Österreich: „ePass" im 1. Halbjahr 2006
Das Österreichische Innenministerium hat am 8. September bekannt gegeben,
dass die mit biometrischen Daten versehenen neuen Reisedokumente noch nicht
in diesem Oktober, sondern frühestens im Frühjahr 2006 eingeführt
werden. Vorerst wird auf dem Chip des so genannten „ePasses" ein
Digitalfoto gespeichert. Ab 2008 soll ein weiteres biometrisches Merkmal (voraussichtlich
der Fingerabdruck) gespeichert werden.
Österreich kommt damit einer Vorgabe der Europäischen Union nach,
die allen Mitgliedstaaten eine verpflichtende Einführung der neuen Sicherheitspässe
bis zum 26. August 2006 vorschreibt.
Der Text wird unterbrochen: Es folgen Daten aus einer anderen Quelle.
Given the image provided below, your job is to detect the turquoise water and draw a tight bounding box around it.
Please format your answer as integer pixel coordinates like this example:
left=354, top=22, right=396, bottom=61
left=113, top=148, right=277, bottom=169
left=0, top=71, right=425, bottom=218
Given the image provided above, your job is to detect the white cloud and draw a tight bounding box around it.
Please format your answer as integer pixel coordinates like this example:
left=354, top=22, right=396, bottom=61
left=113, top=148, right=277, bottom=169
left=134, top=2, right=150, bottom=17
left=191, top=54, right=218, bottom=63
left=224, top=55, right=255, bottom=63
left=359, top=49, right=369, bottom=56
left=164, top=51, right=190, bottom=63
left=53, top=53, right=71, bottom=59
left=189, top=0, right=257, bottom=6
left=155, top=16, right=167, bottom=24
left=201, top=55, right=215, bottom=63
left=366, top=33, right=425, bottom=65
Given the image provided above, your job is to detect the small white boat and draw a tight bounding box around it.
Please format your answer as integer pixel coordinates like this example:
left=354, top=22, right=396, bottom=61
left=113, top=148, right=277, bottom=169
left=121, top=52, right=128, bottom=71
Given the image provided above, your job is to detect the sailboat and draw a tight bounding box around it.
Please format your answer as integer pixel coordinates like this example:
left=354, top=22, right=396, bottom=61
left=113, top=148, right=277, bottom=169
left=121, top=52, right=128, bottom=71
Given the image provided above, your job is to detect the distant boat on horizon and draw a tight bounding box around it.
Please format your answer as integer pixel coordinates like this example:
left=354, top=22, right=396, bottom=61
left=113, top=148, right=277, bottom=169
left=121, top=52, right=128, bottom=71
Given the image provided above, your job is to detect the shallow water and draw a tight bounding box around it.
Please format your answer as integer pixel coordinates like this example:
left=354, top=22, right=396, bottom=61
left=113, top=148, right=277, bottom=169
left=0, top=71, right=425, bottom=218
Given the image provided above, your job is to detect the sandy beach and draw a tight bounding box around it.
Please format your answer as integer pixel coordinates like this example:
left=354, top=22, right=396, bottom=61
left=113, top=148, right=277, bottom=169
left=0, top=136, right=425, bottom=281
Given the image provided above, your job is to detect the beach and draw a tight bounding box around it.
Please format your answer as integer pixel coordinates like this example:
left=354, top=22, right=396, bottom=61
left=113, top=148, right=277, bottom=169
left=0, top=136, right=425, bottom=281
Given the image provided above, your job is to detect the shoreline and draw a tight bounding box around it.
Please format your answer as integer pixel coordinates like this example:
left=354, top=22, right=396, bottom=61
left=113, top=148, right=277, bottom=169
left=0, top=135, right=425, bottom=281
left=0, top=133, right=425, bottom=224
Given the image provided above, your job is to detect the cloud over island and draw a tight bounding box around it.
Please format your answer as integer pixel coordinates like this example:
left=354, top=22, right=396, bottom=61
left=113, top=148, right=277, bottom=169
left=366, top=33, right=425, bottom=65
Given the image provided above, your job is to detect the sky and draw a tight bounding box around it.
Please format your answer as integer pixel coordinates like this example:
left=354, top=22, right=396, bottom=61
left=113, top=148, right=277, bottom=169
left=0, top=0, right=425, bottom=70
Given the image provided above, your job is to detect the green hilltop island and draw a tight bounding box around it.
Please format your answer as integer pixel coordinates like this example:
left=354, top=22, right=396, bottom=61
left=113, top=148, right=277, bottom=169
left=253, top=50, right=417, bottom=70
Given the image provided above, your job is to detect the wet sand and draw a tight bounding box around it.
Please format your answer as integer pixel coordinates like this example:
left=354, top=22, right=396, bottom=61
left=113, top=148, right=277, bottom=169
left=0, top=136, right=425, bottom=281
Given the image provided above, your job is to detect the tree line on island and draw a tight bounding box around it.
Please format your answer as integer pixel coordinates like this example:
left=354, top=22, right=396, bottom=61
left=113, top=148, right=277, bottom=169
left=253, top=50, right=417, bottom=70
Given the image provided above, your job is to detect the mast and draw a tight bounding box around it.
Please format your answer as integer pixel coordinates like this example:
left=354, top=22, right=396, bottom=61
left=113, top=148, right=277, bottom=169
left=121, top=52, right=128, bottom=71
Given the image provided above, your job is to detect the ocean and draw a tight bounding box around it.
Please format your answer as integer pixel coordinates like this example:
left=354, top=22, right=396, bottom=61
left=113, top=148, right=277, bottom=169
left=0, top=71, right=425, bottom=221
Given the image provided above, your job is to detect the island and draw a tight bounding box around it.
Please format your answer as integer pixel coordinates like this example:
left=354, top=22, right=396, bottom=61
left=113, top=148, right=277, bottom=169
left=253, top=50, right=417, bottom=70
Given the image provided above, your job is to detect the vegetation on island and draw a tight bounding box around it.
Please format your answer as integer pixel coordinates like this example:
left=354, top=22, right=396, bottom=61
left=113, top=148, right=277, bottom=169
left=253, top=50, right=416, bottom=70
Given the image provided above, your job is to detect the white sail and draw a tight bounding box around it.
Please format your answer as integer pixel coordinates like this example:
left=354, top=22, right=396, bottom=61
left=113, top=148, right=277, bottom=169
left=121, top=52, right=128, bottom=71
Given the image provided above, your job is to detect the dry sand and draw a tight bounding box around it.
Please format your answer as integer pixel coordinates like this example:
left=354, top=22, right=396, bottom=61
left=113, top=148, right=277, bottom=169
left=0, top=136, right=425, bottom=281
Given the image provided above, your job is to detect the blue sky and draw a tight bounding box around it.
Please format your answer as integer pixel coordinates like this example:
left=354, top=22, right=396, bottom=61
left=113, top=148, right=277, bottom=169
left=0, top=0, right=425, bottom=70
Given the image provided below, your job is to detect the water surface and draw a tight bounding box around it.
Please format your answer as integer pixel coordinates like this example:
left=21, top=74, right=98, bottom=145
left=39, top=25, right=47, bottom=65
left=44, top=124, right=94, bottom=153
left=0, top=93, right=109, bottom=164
Die Pässe sollen fälschungssicherer
werden und „dienen damit der allgemeinen Sicherheit", so ein Sprecher
des Innenministeriums.
www.bmi.gv.at
Ungarn: Minderheitenpartei gegründet
In Ungarn hat sich eine „Partei der Ungarischen Minderheiten" gegründet.
Neben Pensionisten und Sozialhilfeempfängern sieht die Partei ihren Wählerkreis
vor allem in den ungarischen Minderheiten, besonders den Roma. Die Gründung
der Partei ist insofern historisch, als dass erstmals eine politische Vertretung
für die ungarischen Minderheiten besteht.
Die ersten Forderungen der Partei enthalten die sofortige Beseitigung der Roma-Ghettos
und die Organisation von Arbeitsbeschaffungsmaßnahmen. Von den 10 Mio.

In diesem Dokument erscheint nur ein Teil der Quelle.